I'm sorry, did I break all your shit? I didn't know it was yours



Space Haven is set in the modern day far future where the Earth has been mostly abandoned due to ecological and economic collapse. Developed by three guys and is current in early access, it's already surprisingly compelling as my hours and hours of Steam playtime will attest.

Put simply, it's a tile-based isometric spaceship builder and sim with a heavy focus on survival. Currently, there are only two starts: You begin with a small box of a ship but no means of leaving the system until you build a hyperdrive, or a much easier start intended for people who've played a couple of games where you begin on a fully-equipped space station and can build the ship of your dreams.

But what do you actually do?

Mostly, you run out of food and end up desperately scarfing down human meat you discover on derelicts or alien bug meat, provided you don't run out of Energium first. Warp into a system with Micrometeoroids and wonder why your ship suddenly has more holes than swiss cheese and blows up before you can warp out. Get blown up by pirates before you can warp out of the system. Waste your Hyperfuel and find yourself stranded and desperate over a picked-clean planetary orbit, awaiting a neutral ship to warp in who you might be able to trade something - anything - for some precious warp fuel. Or...

If your ship has gun turrets and the crew to back it up, you could open fire and blow up an enemy ship. Or force their surrender and take tribute. Then blow them up anyway. Ships don't become completely obliterated when destroyed, and this counts for you too. A ship that is destroyed will explode, but leave behind a carcass that may have much of its inner workings intact. This means that even if you get exploded up, provided your assailant doesn't land a boarding party and take captives and provided your mining pods are intact, you could repair your hull breaches and slowly, agonisingly put your ship back together. All of this assumes your crew survives the initial explosion of course.

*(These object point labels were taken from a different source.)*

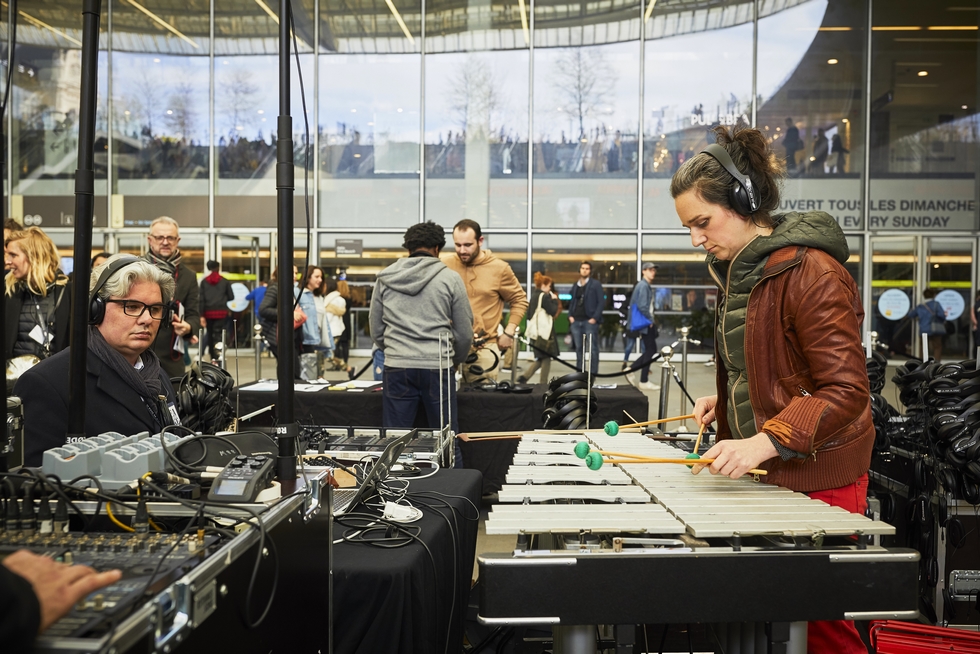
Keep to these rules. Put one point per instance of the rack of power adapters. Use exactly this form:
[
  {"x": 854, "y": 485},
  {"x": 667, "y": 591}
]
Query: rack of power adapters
[
  {"x": 352, "y": 444},
  {"x": 187, "y": 587}
]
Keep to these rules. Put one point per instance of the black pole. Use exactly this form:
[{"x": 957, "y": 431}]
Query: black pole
[
  {"x": 6, "y": 443},
  {"x": 84, "y": 209},
  {"x": 285, "y": 185}
]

Sounds neat! What about running my ship, which will of course be called Firefly, or Enterprise or...

First, no. Second, you need to take care of your wee humans!

The game has an Oxygen Not Included style gas and temperature system. Building oxygen generators will fill your ship with breathable air. Temperature controllers warm it up and then maintain the temperature at comfortable levels. Get a hull breach? Watch out, all that air will rush out, potentially damaging everything caught in the sudden vacuum. Seal off your vents to contain the breach! Design your ship to help compartmentalise potentially dangerous and fire-prone machines and ensure sufficient temp controllers in case those Recyclers or Fabricators start running a little hot.

Fire on board? Tackle it quickly, or your ship will quickly fill with toxic smoke and heat up to lethal levels!




Finally, there is (allegedly) a disease system where crew members may catch the alien lurgie. Either build medibeds and have your doctor treat them, or you can freeze them in a cryotube until you have the means to save them.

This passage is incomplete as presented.